Loach, Loretta (2004) Children, childhood and murder: a history of an exceptional crime. (PhD thesis), Kingston University, .
Abstract
This thesis is concerned with the way in which child murderers have been viewed in the past. Not the killing of children by adults, but the more unusual occurrence of children killing other children. Focusing on the earliest recorded cases in medieval society, up to and including Mary Bell, it will be argued that English societies of the past were as much preoccupied as the contemporary world with the vexing issue of where childhood ended and adulthood began. The genesis of a child's status in law evolved, in part, through connection with these crimes.

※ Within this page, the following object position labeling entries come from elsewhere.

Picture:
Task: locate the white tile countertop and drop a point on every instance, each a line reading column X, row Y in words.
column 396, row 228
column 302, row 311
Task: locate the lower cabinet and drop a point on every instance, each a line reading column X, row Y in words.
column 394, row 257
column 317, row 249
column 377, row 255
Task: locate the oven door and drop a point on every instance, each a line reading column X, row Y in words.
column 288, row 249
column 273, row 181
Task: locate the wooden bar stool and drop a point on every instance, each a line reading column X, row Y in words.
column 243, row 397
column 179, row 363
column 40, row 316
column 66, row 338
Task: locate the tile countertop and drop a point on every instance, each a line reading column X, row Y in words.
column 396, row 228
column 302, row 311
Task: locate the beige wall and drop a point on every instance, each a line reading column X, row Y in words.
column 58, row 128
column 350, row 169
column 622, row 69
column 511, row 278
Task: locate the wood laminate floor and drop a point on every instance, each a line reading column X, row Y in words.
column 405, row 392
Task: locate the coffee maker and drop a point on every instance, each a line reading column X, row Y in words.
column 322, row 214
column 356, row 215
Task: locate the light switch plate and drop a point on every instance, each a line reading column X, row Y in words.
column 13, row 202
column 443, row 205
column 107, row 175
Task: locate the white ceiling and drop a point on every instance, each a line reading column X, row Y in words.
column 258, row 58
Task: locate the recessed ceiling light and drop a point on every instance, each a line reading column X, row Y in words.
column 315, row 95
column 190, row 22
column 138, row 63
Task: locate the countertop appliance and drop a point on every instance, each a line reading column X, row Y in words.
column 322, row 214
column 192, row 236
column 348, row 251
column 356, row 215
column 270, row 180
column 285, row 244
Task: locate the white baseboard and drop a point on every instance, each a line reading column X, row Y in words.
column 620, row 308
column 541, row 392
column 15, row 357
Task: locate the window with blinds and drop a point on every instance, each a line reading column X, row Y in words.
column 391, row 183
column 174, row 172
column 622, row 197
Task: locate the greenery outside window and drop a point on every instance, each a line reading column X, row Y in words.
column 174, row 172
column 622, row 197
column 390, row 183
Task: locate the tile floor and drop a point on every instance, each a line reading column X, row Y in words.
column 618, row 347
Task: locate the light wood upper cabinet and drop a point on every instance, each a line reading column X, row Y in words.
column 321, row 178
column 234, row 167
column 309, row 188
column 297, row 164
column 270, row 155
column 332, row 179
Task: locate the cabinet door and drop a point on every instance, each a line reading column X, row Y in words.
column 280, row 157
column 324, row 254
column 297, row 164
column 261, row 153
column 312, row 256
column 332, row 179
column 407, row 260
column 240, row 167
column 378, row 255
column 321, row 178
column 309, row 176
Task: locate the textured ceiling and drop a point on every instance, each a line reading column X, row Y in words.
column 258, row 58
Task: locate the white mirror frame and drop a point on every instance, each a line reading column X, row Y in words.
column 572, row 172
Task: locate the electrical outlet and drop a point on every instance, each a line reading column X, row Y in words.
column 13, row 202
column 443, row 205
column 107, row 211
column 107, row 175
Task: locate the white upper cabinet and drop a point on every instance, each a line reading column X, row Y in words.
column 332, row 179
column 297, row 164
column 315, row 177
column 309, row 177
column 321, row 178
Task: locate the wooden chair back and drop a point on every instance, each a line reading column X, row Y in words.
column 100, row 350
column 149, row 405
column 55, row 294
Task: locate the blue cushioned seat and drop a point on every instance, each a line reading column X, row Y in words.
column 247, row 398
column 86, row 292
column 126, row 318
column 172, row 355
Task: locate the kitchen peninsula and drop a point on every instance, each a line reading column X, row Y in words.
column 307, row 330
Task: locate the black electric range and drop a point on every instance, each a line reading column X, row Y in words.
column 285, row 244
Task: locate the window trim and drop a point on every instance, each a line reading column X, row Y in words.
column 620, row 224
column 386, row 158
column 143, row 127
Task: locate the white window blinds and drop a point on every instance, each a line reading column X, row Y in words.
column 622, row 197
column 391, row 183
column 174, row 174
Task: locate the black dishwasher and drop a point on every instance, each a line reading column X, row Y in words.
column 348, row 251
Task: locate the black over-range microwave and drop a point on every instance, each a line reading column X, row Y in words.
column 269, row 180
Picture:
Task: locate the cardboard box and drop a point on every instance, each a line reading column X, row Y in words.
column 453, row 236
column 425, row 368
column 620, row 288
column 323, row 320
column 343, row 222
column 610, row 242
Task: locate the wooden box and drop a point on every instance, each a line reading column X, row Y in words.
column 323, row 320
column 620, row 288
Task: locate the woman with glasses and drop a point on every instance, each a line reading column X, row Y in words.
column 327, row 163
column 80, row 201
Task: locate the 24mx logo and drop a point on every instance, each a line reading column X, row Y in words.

The religious source of a child's moral discernment was formative in early legal discussions on the age of criminal responsibility. The state of a child's soul was relevant to the judgements that could be made of him, not only in a narrow legal sense, but also in wider cultural ways. In the eighteenth century, the opinion individuals and communities held about child killers were inseparable from the sensibilities of that period and the conflicting imperatives of mercy and retribution. The perceived content of a child's moral knowledge changed in line with shifting debates about childhood. The ideas of Rationalism and Romanticism were placed under considerable tension when viewed through the example of the child killer. In the first half of the nineteenth century, discussion on criminals, especially murdering children, became in effect, a commentary on different political visions of humankind. In later scientific narratives of morality, the example of child killers furnished medical categories of mental disease. The issue of moral responsibility in law was increasingly challenged by the developing psychology of human behaviour. Freud's innovative understandings of childhood raised the problem of how to attribute guilt to developing capacities. Later clinicians used his legacy in their attempts to make sense of the disturbed child, and late twentieth century examples of child murder reveal the fragility of these understandings. The contention is that children who commit these crimes become the repository of projected adult anxieties about childhood. Furthermore, such crimes, by virtue of their exceptional nature, lead to political and moral judgements whose origins can be seen in the fundamental moral ideas of the past.